Selected quotes from our interview of Australian poet Jane Williams

Jane Williams was born in England in 1964 and is based in Tasmania, Australia. She is a regular fixture at reading events across the world, including Canada, USA, Malaysia and Czech Republic and is the recipient of numerous literary prizes, including the Bruce Dawe Poetry Prize which she won in 2005.

She came down to Malaysia last November and spoke to writer Lawrence Pettener at a coffee house in Kuala Lumpur (the interview can be found here ).

It was followed up with another interview – through email this time. Below are Williams’ five best quotes from that correspondence.
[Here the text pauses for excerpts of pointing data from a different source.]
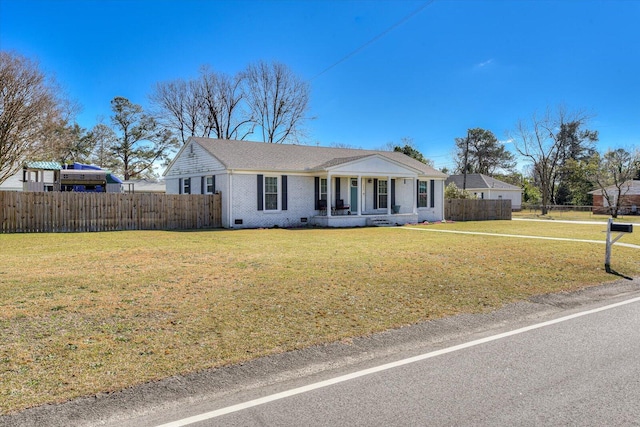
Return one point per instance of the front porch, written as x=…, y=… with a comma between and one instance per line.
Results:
x=363, y=220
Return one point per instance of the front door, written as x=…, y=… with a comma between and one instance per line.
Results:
x=354, y=195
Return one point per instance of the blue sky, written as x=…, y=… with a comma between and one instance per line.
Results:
x=451, y=66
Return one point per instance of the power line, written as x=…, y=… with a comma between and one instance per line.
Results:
x=376, y=38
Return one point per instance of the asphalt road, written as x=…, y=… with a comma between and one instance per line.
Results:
x=569, y=359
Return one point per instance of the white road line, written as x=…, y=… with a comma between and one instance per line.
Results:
x=518, y=236
x=282, y=395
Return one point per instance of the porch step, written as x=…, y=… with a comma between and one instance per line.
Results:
x=379, y=222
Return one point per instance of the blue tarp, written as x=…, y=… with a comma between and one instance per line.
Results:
x=111, y=179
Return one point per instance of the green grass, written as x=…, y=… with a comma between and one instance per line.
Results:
x=573, y=215
x=97, y=312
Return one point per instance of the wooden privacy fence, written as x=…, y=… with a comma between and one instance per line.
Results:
x=31, y=212
x=476, y=210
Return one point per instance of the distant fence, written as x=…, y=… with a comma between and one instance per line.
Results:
x=476, y=209
x=35, y=212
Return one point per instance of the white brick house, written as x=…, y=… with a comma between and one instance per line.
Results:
x=486, y=187
x=267, y=185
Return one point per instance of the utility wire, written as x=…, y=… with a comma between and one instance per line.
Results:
x=376, y=38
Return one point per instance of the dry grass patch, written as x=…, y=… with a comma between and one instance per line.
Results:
x=96, y=312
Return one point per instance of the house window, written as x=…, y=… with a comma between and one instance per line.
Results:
x=270, y=193
x=210, y=185
x=323, y=188
x=422, y=194
x=382, y=194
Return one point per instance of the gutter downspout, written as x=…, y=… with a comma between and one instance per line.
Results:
x=229, y=200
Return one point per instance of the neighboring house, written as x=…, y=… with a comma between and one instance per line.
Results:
x=630, y=203
x=485, y=187
x=34, y=176
x=143, y=186
x=267, y=185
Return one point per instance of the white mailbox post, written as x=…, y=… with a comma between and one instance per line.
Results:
x=614, y=228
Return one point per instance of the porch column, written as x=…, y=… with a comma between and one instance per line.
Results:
x=389, y=195
x=359, y=196
x=415, y=195
x=329, y=197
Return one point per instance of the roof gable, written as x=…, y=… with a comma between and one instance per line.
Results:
x=260, y=156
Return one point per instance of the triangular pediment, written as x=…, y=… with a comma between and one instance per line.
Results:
x=374, y=164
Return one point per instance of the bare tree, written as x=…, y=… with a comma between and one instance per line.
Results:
x=481, y=152
x=543, y=144
x=222, y=97
x=138, y=141
x=278, y=101
x=180, y=108
x=207, y=106
x=30, y=111
x=613, y=174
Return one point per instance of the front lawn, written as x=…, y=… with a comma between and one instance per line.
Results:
x=96, y=312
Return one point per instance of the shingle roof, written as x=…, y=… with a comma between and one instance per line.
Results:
x=245, y=155
x=480, y=181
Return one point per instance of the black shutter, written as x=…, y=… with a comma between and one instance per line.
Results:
x=284, y=192
x=375, y=193
x=393, y=192
x=432, y=191
x=260, y=193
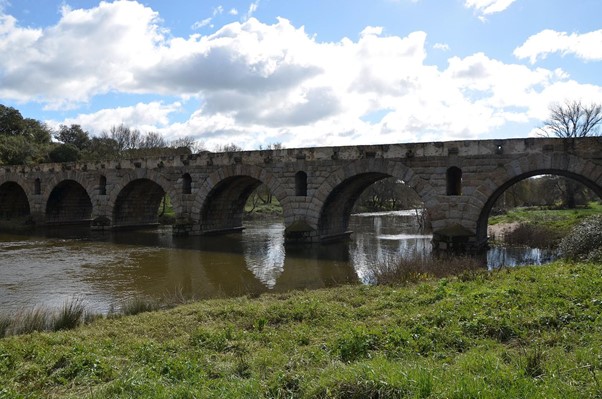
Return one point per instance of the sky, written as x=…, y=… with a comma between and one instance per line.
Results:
x=300, y=73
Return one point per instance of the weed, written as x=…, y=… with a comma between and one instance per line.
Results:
x=138, y=305
x=32, y=320
x=71, y=314
x=5, y=323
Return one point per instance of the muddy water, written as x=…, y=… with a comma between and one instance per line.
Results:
x=107, y=269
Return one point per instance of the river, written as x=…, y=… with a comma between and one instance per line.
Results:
x=105, y=269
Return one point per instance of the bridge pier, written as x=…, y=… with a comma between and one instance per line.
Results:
x=457, y=181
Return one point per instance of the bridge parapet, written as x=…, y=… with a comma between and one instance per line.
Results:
x=458, y=182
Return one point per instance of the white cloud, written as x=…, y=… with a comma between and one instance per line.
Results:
x=152, y=116
x=4, y=4
x=253, y=8
x=202, y=23
x=487, y=7
x=441, y=46
x=259, y=83
x=586, y=46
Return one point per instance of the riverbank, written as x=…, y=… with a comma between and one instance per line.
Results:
x=526, y=332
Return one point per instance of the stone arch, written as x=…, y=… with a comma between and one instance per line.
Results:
x=567, y=166
x=337, y=195
x=14, y=203
x=301, y=184
x=142, y=188
x=223, y=194
x=102, y=185
x=186, y=183
x=453, y=179
x=68, y=202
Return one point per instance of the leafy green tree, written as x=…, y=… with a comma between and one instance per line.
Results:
x=16, y=150
x=101, y=148
x=73, y=135
x=64, y=153
x=11, y=121
x=36, y=131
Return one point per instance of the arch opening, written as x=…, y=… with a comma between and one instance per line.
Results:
x=13, y=202
x=68, y=203
x=542, y=188
x=139, y=204
x=366, y=192
x=186, y=184
x=301, y=184
x=224, y=207
x=102, y=185
x=454, y=181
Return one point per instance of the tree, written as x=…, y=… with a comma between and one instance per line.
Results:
x=126, y=138
x=573, y=119
x=74, y=135
x=64, y=153
x=231, y=147
x=11, y=121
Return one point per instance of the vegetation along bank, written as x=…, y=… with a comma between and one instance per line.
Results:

Jane Williams on her reading choices:

“I’m a bit of a cherry picker when it comes to reading: recommendations from others, rummaging in second hand bookshops, through online journals etc. and periodically returning to old favourites. I usually carry a book of a particular poet about with me for months, sometimes years, before swapping over to someone else. I’m still reading other poets at the same time of course but I like the idea of having a ‘go to’ poet on hand literally in my bag wherever I am – for the sheer joy of it, the comfort, validation and inspiration and as the mood often takes me the delight in sharing with others.”

On the current poets that grab her right now:

“Well, I’ve been carrying the Irish poet Pat Boran around for quite a while now. I’m discovering new poets all the time. My partner Ralph Wessman and I run an online arts journal and this is a lovely and privileged way of coming across new work of poets I know and don’t know.”
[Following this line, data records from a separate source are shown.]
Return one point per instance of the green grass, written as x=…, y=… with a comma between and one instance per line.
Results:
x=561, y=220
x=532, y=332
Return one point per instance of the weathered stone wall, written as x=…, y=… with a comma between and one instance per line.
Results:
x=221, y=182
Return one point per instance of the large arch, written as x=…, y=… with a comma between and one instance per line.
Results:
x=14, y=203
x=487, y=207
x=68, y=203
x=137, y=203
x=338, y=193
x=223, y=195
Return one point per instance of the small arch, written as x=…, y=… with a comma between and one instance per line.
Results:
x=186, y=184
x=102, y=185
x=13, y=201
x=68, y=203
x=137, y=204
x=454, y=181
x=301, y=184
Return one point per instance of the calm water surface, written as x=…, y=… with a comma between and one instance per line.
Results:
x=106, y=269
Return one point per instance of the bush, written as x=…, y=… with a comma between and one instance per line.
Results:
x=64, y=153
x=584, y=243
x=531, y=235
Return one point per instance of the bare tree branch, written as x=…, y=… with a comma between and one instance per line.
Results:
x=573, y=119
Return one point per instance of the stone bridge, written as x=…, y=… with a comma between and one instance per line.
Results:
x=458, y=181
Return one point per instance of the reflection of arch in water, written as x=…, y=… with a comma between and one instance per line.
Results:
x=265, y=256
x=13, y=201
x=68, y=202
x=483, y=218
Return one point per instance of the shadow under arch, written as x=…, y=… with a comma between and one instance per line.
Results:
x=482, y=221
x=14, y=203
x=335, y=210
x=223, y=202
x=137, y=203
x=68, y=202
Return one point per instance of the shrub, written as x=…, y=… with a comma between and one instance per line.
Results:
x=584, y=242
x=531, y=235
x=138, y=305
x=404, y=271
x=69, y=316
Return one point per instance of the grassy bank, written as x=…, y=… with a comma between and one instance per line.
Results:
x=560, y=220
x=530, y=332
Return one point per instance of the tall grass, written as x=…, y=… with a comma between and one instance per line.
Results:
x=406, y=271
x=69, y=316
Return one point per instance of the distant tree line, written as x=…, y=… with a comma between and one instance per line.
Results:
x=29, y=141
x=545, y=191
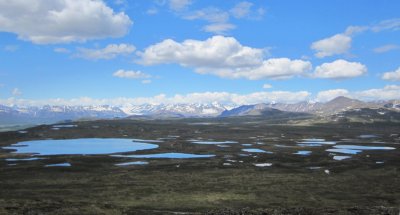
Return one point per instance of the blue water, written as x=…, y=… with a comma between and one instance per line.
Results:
x=364, y=147
x=316, y=143
x=24, y=159
x=167, y=155
x=64, y=126
x=132, y=163
x=339, y=158
x=366, y=136
x=345, y=151
x=214, y=142
x=253, y=150
x=59, y=164
x=303, y=153
x=80, y=146
x=147, y=141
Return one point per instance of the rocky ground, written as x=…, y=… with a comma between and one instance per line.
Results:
x=229, y=183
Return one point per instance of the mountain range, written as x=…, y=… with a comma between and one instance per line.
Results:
x=10, y=115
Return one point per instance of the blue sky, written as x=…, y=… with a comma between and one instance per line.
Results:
x=118, y=51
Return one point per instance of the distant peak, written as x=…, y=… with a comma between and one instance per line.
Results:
x=342, y=99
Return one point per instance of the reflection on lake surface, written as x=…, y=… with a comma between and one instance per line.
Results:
x=64, y=126
x=24, y=159
x=59, y=164
x=166, y=155
x=253, y=150
x=339, y=158
x=303, y=153
x=315, y=142
x=213, y=142
x=79, y=146
x=132, y=163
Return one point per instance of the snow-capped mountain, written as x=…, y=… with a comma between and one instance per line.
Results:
x=49, y=114
x=185, y=110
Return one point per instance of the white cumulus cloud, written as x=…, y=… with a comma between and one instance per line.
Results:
x=219, y=28
x=224, y=57
x=131, y=74
x=61, y=21
x=392, y=76
x=267, y=86
x=241, y=9
x=337, y=44
x=16, y=92
x=340, y=69
x=109, y=52
x=386, y=48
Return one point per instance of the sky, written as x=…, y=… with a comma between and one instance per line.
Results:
x=92, y=52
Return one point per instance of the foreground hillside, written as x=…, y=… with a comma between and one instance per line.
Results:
x=258, y=166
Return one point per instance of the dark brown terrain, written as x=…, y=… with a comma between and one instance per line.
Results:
x=229, y=183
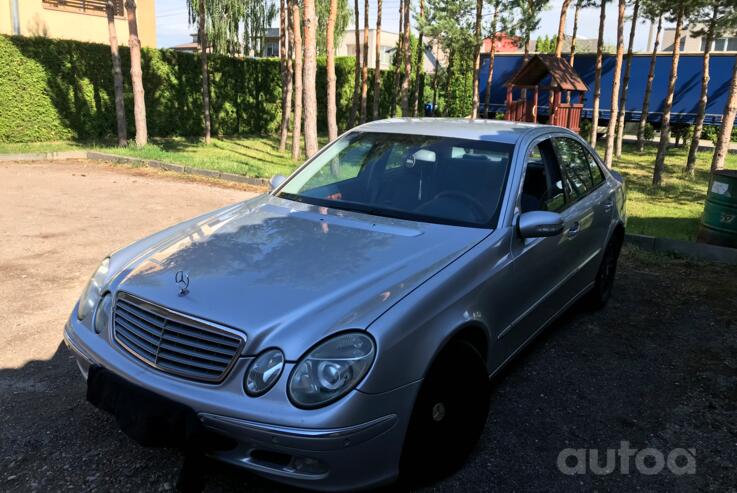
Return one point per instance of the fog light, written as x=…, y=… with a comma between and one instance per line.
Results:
x=263, y=372
x=102, y=314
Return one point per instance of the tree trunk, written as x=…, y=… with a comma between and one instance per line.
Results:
x=668, y=105
x=597, y=76
x=576, y=11
x=725, y=133
x=626, y=81
x=419, y=59
x=286, y=76
x=492, y=56
x=364, y=64
x=648, y=89
x=612, y=126
x=202, y=36
x=357, y=72
x=117, y=76
x=562, y=28
x=330, y=38
x=477, y=59
x=449, y=78
x=297, y=131
x=435, y=81
x=398, y=62
x=703, y=99
x=139, y=102
x=377, y=63
x=310, y=71
x=407, y=59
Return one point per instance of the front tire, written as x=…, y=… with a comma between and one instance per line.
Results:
x=449, y=415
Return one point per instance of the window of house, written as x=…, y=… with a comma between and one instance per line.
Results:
x=96, y=7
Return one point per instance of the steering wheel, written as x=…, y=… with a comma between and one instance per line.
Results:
x=477, y=207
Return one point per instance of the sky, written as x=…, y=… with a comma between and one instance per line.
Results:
x=173, y=27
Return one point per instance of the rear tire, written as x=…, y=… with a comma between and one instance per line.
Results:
x=604, y=283
x=449, y=415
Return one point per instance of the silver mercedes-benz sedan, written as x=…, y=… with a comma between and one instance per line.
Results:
x=345, y=326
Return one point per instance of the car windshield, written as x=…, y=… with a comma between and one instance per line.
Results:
x=417, y=177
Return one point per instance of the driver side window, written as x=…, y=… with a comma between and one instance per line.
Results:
x=542, y=189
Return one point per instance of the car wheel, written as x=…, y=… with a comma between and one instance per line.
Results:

On the importance of gaining feedback on her works:

“[It is] hugely important. More important now than when I was younger.

I’m not into poetry workshops and find it difficult to write in a group but I do get a lot out of one on one correspondence. I have a writer friend in America and we send each other drafts now and then fussing with each other’s work, I help him out with endings and he reminds me when I’m getting too fanciful and need to toss a few more concrete nouns in the mix.”

On the weak spots of her writings:

“As writers we all have our weak spots, potholes and blind spots. I think sometimes our strengths are what we need to keep an eye on, the yin yang of them that is. For instance people say I’m empathetic in my poetry and of course it’s pleasing to hear but the flip-side is I risk sentimentality, cliché … and sometimes it takes someone else to point this out to me. Others may have great descriptive powers and need to watch out they don’t overdo it, describing a thing to its demise.”

On why she writes:

“I write for reasons both known to me and unfathomable to me but ultimately I write to be read, to answer the call of other writers and to communicate those things I feel I fail to communicate adequately through other forms of language. I’m compelled to try anyway.”